Tout aussi importante que le soin de soi est l'établissement conscient de limites vis-à-vis de l'entourage. Les périodes de grands changements attirent les conseils bien intentionnés, les attentes et les commentaires des amis, de la famille et des collègues. Chacun sait ce qui aurait dû être fait différemment, ce qui était une erreur, ce qui aiderait. La capacité à dire poliment mais fermement « je n'ai pas la capacité pour ça en ce moment » ou « cette décision, je dois la prendre moi-même » est inestimable dans ces moments-là. Il ne s'agit pas de s'isoler – au contraire, un soutien social de qualité est l'un des facteurs de protection les plus puissants pour la santé mentale. Il s'agit de distinguer le soutien qui aide de celui qui épuise.

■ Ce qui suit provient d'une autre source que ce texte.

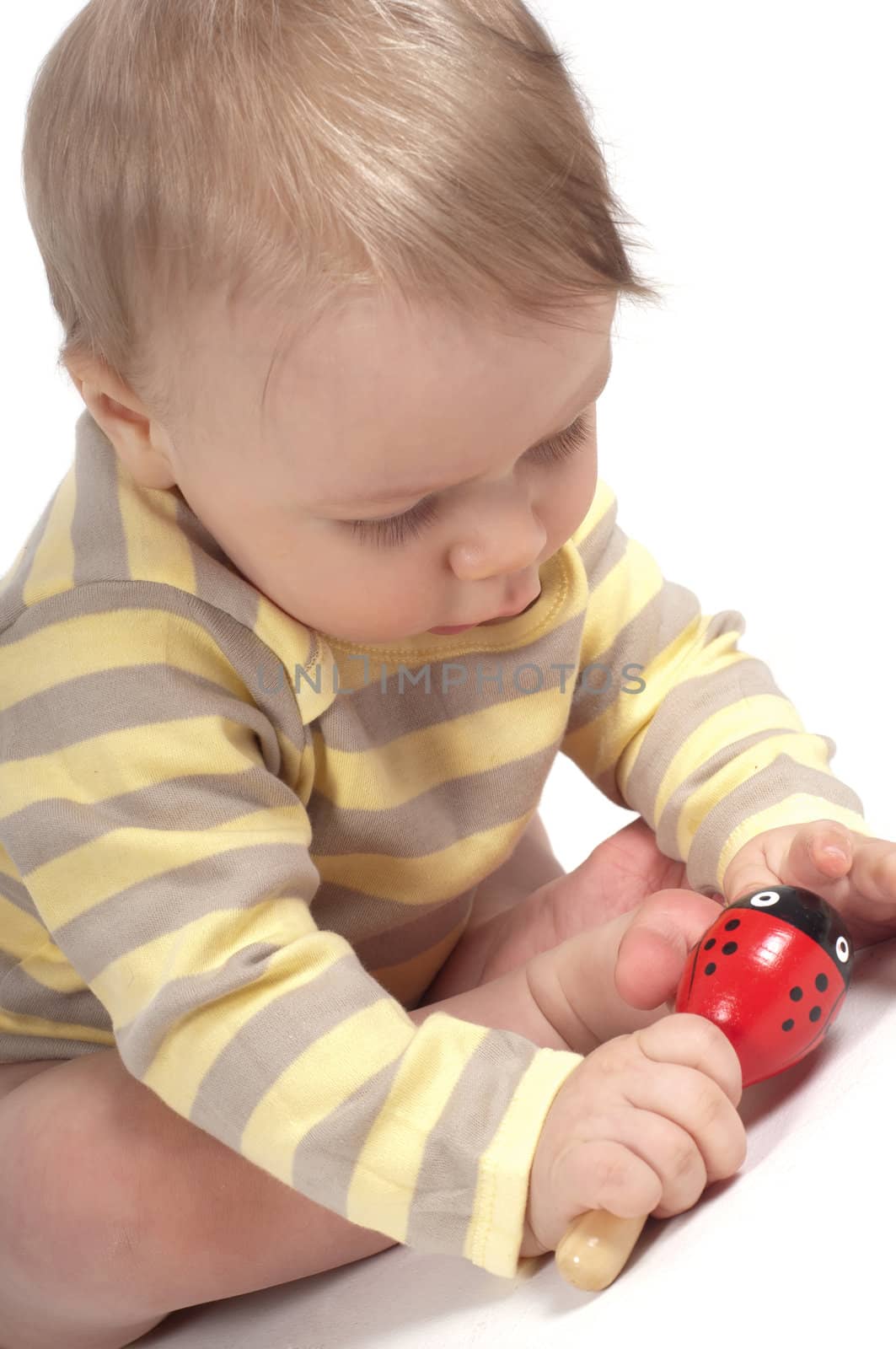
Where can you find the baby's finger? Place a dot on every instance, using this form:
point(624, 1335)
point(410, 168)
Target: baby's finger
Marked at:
point(655, 946)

Il convient également de mentionner le rôle de l'environnement dans lequel nous vivons et travaillons. L'environnement domestique a sur notre psychisme un impact plus grand que nous ne le réalisons habituellement. Les espaces encombrés, désordonnés ou chargés de produits chimiques augmentent la charge mentale et contribuent au sentiment de chaos. À l'inverse, un environnement simple, propre et naturel – qu'il s'agisse de l'ordre sur le bureau de travail, de senteurs naturelles dans la pièce ou de l'absence d'objets superflus – aide le cerveau à se calmer et à se concentrer. Il ne s'agit pas d'un caprice esthétique, mais d'un principe psychologique bien étayé qui sous-tend le phénomène du minimalisme et de la consommation consciente.
Les matériaux naturels, les produits sans produits chimiques superflus et un environnement qui ne surcharge pas les sens ni le corps s'avèrent être un choix judicieux précisément dans les périodes où la capacité intérieure est au minimum. Quand une personne n'a pas l'énergie pour résoudre des situations complexes, il est utile qu'au moins son environnement immédiat fonctionne simplement et sans complications inutiles. Cette approche dépasse d'ailleurs le bénéfice individuel – le choix de produits durables et écologiques réduit également l'empreinte environnementale, ce qui contribue en soi à un sentiment de sens et d'harmonie avec ses propres valeurs.
À quoi ressemble donc le chemin à travers une période où tout change à la fois ? Ce n'est pas une ligne droite, mais plutôt une spirale – parfois il semble que l'on revient à l'endroit où l'on était déjà, mais en réalité on est à chaque fois un peu plus haut. La clé n'est pas l'absence de chute, mais la capacité à se relever – pas nécessairement immédiatement, mais progressivement, avec l'appui de petites certitudes, de proches et d'un soin conscient de soi-même.
Le changement en tant que tel n'est pas un ennemi. C'est souvent précisément la concomitance de plusieurs changements à la fois qui – bien que douloureuse – ouvre un espace pour une transformation profonde. Elle nous oblige à réévaluer nos priorités, à nous débarrasser de ce qui nous alourdit inutilement et à trouver une nouvelle façon de vivre. De nombreuses personnes qui ont traversé de telles périodes décrivent rétrospectivement que c'était l'un des moments les plus importants de leur vie – non pas malgré sa difficulté, mais précisément à cause d'elle.